Exercise is a well established tool to keep healthy. The American College of Sports Medicine recommends a minimum of 150 min endurance exercise a week and 20 min of resistance exercise two to three times a week (click here for more details).This is only a minimum indeed and if you are reading this, it is likely that you want to do more to improve your health further. Whatever your goals are, it is important to determine which kind of exercise is the most effective, as we are all short of time.
Several researchers have studied how and if endurance training, resistance exercise or a combination of both affect health parameters such as body weight, waist circumference, lean body mass, blood lipids, fitness… Lukas Schwingshackl and his colleagues have reviewed these studies to determine which modality would be the most effective, and in December 2013 they published their conclusions in PLoSONE.
The main result was that endurance exercise was the most effective to reduce body weight, waist circumference and fat mass, and to improve fitness (as measured by VO2max). Resistance exercise however, was better to increase lean body mass. There were no significant differences in the improvement of the blood lipids between the exercise modalities.
Researchers use waist circumference to estimate visceral fat, which is an important risk factor for cardiovascular disease. A reduction in waist circumference, suggesting a decrease in visceral fat, is thus an important result. An increase in VO2max is associated with reduced all-cause mortality and a lower risk of cardiovascular risk. Endurance training can thus really improve your life!
Resistance training leads to an increase in lean body mass, thus in muscle mass and strength. This counteracts the loss you normally experience due to aging. This is important, as the tasks of daily life do not become lighter because you are getting older. If you want to stay active and independent in old age you have to maintain your strength.
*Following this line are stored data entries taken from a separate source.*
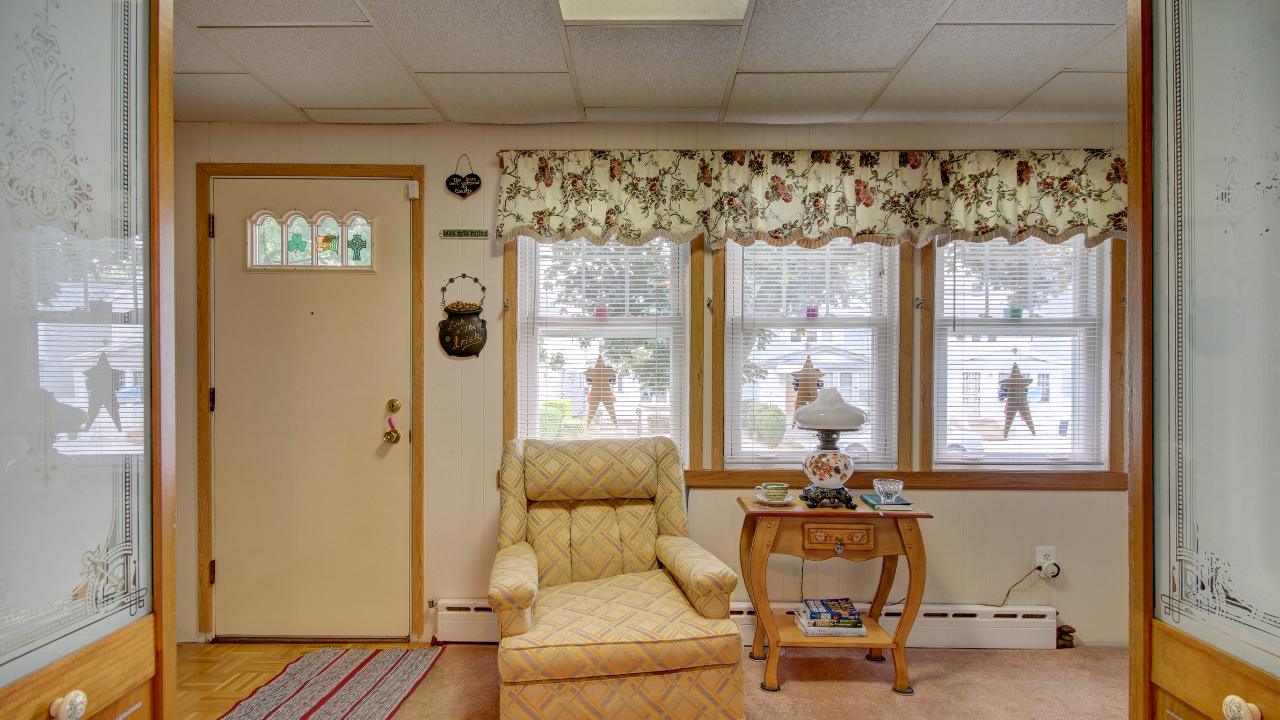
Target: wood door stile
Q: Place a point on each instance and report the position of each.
(768, 531)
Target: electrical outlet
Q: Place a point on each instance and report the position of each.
(1046, 554)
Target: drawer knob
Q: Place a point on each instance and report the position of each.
(71, 706)
(1235, 709)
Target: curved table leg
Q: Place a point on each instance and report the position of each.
(913, 542)
(888, 570)
(744, 563)
(766, 529)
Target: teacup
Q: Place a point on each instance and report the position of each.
(773, 492)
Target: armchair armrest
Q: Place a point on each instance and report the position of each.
(513, 587)
(705, 580)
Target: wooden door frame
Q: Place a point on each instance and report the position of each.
(205, 173)
(1141, 456)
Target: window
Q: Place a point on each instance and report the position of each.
(1011, 323)
(321, 242)
(602, 340)
(801, 319)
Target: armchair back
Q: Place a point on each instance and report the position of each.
(592, 509)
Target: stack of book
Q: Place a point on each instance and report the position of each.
(877, 504)
(833, 618)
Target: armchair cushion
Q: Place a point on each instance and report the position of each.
(695, 570)
(513, 580)
(620, 625)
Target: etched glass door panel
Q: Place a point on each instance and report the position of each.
(74, 481)
(1217, 341)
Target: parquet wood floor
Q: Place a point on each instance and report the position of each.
(214, 677)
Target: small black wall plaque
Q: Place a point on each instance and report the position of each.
(462, 186)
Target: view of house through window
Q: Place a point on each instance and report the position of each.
(1019, 354)
(804, 319)
(603, 340)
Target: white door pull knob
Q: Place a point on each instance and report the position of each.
(1235, 709)
(69, 707)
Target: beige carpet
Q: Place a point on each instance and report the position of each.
(970, 684)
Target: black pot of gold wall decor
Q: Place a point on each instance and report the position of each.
(464, 332)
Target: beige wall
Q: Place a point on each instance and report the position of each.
(981, 541)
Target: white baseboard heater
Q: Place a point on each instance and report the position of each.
(1022, 627)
Lukas Schwingshackl and his colleagues concluded from their review that combining endurance with resistance training allows us to reap the benefits of both modalities, and is therefore the most promising regimen. However, they admit that this increases the time you spend exercising. In two of the reports they examined, the time even doubled.
If you don’t have time
In 2011, Criz Slentz compared the effects of endurance training, resistance exercise and a combination of both on 249 volunteers, taking great care that everybody was spending the same amount of calories while exercising. He also concluded that endurance training was more effective than resistance exercise to reduce visceral fat and to improve fitness, but he could not notice a difference between the effects of endurance and combination endurance/resistance training. As resistance training is more time consuming, he advised to keep to endurance training.
Can I believe the review?
Lukas Schwingshackl’s review is a meta-analysis, which means that they analysed, evaluated and compared studies done by other researchers in order to come to a conclusion. This saves people like you and me a lot of time and effort!
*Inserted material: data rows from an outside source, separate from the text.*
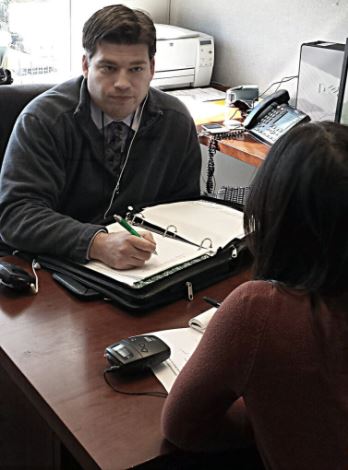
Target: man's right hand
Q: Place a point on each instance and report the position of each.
(121, 250)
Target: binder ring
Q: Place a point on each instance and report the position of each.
(172, 228)
(206, 241)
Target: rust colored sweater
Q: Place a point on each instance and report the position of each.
(291, 373)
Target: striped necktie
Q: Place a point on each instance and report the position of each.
(116, 136)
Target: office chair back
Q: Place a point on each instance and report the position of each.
(13, 99)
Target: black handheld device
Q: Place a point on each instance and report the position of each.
(14, 277)
(136, 353)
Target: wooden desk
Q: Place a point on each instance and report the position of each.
(52, 348)
(246, 148)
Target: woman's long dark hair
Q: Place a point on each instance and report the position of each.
(297, 212)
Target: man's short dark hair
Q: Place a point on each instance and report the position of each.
(120, 25)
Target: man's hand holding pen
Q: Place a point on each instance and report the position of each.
(122, 250)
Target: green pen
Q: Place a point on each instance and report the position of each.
(128, 227)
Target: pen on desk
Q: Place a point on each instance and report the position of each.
(128, 227)
(212, 302)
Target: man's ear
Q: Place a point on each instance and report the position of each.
(84, 65)
(152, 65)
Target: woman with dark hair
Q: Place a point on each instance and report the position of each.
(275, 355)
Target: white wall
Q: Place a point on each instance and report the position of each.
(258, 42)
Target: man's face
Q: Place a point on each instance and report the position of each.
(118, 77)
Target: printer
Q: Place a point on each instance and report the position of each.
(184, 58)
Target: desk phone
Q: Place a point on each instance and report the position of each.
(273, 117)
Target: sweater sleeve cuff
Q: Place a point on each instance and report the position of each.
(92, 240)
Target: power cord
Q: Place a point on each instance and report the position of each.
(124, 392)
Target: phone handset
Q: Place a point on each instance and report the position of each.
(262, 109)
(273, 117)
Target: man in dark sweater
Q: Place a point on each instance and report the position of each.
(90, 147)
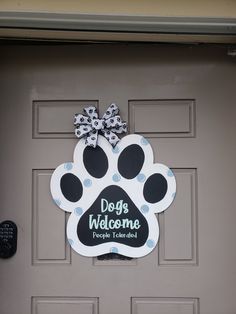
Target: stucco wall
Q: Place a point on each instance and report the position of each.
(183, 8)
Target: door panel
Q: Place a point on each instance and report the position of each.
(182, 98)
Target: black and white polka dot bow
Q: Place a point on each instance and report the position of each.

On the other hand, we have to trust that they have excluded all the bad studies and kept the good ones. In theory, there is always a danger that reviewers cherry-pick the studies they like.
Moreover, reviewers can only analyse studies that have been published. As nobody likes to read negative results or no-reports, only the positive ones get published. It is therefore always possible that a review is biased because of a lack of data. This is called publication bias and is very hard to avoid.
What does it mean for me?
As yet, we can conclude that a training regimen combining endurance and resistance exercise is the best option. If you are short of time however, you should stick to endurance training.
Disclaimer: this article is for general information only, and does not replace medical advice. It cannot be used to diagnose or guide treatment. If you have any concerns or questions, you should talk to a qualified health provider.
Schwingshackl L, Dias S, Strasser B et al. Impact of Different Training Modalities on Anthropometric and Metabolic Characteristics in Overweight/Obese Subjects: A Systematic Review and Network Meta-Analysis. PLoS ONE. 2013; 8(12): e82853. doi:10.1371/journal.pone.0082853.
Slentz C, Bateman L, Willis L et al. Effects of aerobic vs resistance training on visceral and liver fat stores, liver enzymes, and insulin resistance by HOMA in overweight adults from STRRIDE AT/RT. American Journal of Physiology – Endocrinology and Metabolism. 2011; 301: E1033-E1039. doi: 10.1152/ajpendo.00291.2011.